This is the code base for the following paper:
M. Bern, A. King, D. A. Applewhite, and A. Ritz. Network-based prediction of polygenic disease genes involved in cell motility. BMC_Bioinformatics 20: 313 (2019).
It was an outcome of a Collaborative REU at Reed College supported by CRA-W, and was presented at the Fifth International Workshop on Computational Network Biology: Modeling, Analysis and Control (CNB-MAC 2018) in Washington, D.C., in 2018.
For a disease and a phenotype of interest, this method identifies genes that are functionally associated with both the disease and the phenotype. This method incorporates the functional interactome GIANT to assess functional similarity between genes. We assign scores to genes based on their functional association with user-curated genes known to be involved with the disease and then assign scores to genes based on their functional association with user-curated genes known to be involved with the phenotype. The output is a ranked list of genes based on their involvement with the disease.
- CREU-szgene-predictor was tested on Python 3.7 and requires the following python packages:
- NetworkX 2.2
- scipy
- matplotlib
- ‘-g ‘OR ‘--interaction_graph’: A tab-delimited file that represents the undirected, weighted interactome. Each line has to have at least 3 columns: gene 1, gene 2, and weight. The weight represents the confidence that the two genes are functionally interacting based on a naive bates classifier. This data can be pulled from GIANT.

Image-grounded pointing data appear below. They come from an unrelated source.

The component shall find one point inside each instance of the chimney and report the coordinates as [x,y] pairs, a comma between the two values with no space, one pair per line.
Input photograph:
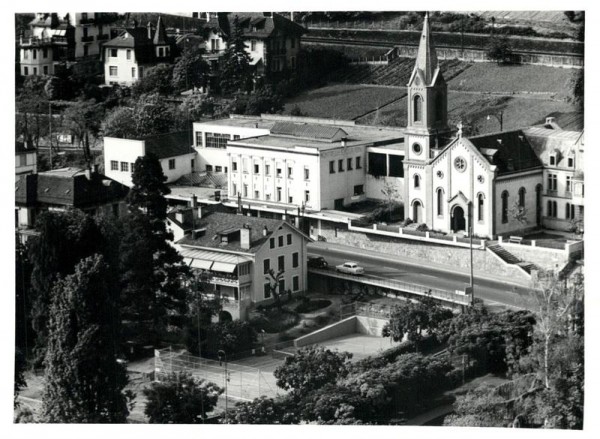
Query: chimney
[245,237]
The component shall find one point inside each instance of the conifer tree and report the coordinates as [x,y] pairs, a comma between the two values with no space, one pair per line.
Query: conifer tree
[236,74]
[84,382]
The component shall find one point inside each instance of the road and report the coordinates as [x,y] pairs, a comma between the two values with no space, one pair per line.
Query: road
[492,292]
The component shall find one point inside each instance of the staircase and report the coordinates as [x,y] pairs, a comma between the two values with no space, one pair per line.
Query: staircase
[509,258]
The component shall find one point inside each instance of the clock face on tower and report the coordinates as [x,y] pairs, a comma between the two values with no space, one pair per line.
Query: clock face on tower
[460,164]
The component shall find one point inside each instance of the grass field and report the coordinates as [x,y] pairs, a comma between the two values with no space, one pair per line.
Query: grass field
[343,101]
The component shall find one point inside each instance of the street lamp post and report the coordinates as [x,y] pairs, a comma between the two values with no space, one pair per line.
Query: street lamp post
[222,355]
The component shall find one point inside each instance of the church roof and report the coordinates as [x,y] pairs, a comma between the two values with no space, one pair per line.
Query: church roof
[509,151]
[427,62]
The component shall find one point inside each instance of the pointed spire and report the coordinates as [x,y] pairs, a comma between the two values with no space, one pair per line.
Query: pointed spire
[160,36]
[426,57]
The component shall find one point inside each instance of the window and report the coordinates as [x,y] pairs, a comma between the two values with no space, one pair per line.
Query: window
[417,108]
[552,182]
[504,207]
[522,197]
[216,140]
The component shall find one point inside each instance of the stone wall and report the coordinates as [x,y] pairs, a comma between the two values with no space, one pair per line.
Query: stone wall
[452,257]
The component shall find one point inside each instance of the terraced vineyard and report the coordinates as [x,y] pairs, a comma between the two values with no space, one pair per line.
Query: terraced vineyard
[396,73]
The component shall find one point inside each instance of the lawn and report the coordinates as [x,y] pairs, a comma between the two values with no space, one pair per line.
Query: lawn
[490,77]
[342,101]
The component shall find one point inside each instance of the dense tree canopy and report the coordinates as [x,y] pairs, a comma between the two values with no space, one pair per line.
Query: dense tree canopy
[83,381]
[180,399]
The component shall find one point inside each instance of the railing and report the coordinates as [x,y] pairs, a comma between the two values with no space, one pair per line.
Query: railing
[392,284]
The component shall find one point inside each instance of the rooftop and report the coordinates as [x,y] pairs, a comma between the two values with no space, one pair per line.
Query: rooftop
[217,224]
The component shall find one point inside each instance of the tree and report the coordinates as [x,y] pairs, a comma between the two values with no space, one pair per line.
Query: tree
[499,49]
[180,399]
[82,119]
[64,239]
[119,122]
[153,275]
[414,318]
[310,368]
[236,74]
[190,70]
[84,383]
[156,80]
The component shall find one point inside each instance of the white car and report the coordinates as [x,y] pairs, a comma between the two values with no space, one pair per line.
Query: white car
[350,268]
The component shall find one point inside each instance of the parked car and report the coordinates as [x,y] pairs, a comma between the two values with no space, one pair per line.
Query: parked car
[350,268]
[317,262]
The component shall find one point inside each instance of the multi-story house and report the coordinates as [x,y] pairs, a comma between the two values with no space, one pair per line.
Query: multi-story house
[134,50]
[272,40]
[234,254]
[56,38]
[173,150]
[67,188]
[25,158]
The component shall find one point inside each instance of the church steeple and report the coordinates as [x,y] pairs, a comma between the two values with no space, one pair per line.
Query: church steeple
[426,57]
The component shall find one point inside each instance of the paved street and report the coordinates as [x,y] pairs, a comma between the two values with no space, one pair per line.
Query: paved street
[493,292]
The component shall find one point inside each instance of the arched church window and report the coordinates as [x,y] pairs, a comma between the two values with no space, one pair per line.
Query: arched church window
[505,206]
[480,207]
[418,108]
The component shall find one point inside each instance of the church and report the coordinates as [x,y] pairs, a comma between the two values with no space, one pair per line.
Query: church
[493,184]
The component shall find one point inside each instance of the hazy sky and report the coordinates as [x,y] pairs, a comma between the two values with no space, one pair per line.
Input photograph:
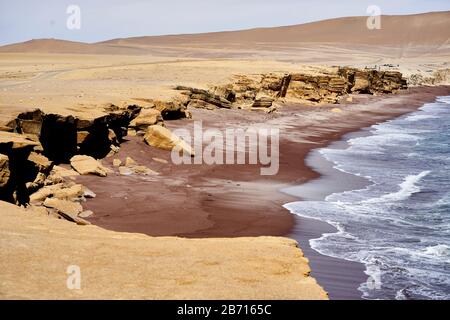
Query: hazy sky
[22,20]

- '-b' OR ’--biological_process_positives': A file that gives the entrez ID numbers of the genes involved with the cellular phenotypes in question.
- '-d'OR '--disease_positives': A file that gives the entrez ID numbers of the genes involved with the disease in question.
- '-n' OR '--negatives': A file that gives the entrez ID numbers of the genes NOT involved with the disease in question.
- '--sinksource_method': Run the sinksource+ algorithm instead of sinksource. This attaches a negatively labeled node to every single other unlabeled node, which reduces the value of nodes that have very few edges.
- '-c' OR '--sinksource_constant': When run with sinksource+, change the value of the edges connecting all the nodes to the sink negative.
- '--single': Run single experiments for disease and biological process and computes score. Also generates figures of results and formats a LaTeX table.
- '-out': Changes the outfile prefix
Other arguments can be found with -help.
- prefix_disease_output.txt: scores of unlabeled genes based on association with disease genes
- prefix_process_output.txt: scores of unlabeled genes based on association with cellular phenotype genes
- prefix_combined_output.txt: scores of unlabeled genes based on association with disease genes and cellular phenotype genes
- prefix_disease_stats.txt: time between iterations when calculating scores of unlabeled genes based on association with disease genes
- prefix_process_stats.txt: time between iterations when calculating scores of unlabeled genes based on association with cellular phenotype genes
python3 predict.py --single --sinksource_method -c 1 -o schizo_motility
does a single run with the sinksource+ method with a constant of 1. It changes the outfile prefix to -o schizo_motility
The GIANT networks are tissue specific functional interactomes built from a naive bayes classifier. The classifier uses protein interaction, expression, and coexpression data to determine the probability that a tissue specific functional interaction occurs between 2 genes.
The HumanBase (GIANT) brain-specific network can be downloaded from: http://hb.flatironinstitute.org/download or http://giant-v2.princeton.edu
The set of cell motility positives was created by downloading genes from the KEGG database. The genes were downloaded from five cell motility pathways: the cell adhesion molecule (CAM) pathway, focal adhesion kinase (FAK) pathway, ErbB signaling pathway, regulation of actin cytoskeleton pathway, and tight junction pathway.
Kanehisa, Furumichi, M., Tanabe, M., Sato, Y., and Morishima, K.; KEGG: new perspectives on genomes, pathways, diseases and drugs. Nucleic Acids Res. 45, D353-D361 (2017).
Kanehisa, M., Sato, Y., Kawashima, M., Furumichi, M., and Tanabe, M.; KEGG as a reference resource for gene and protein annotation. Nucleic Acids Res. 44, D457-D462 (2016).
Kanehisa, M. and Goto, S.; KEGG: Kyoto Encyclopedia of Genes and Genomes. Nucleic Acids Res. 28, 27-30 (2000).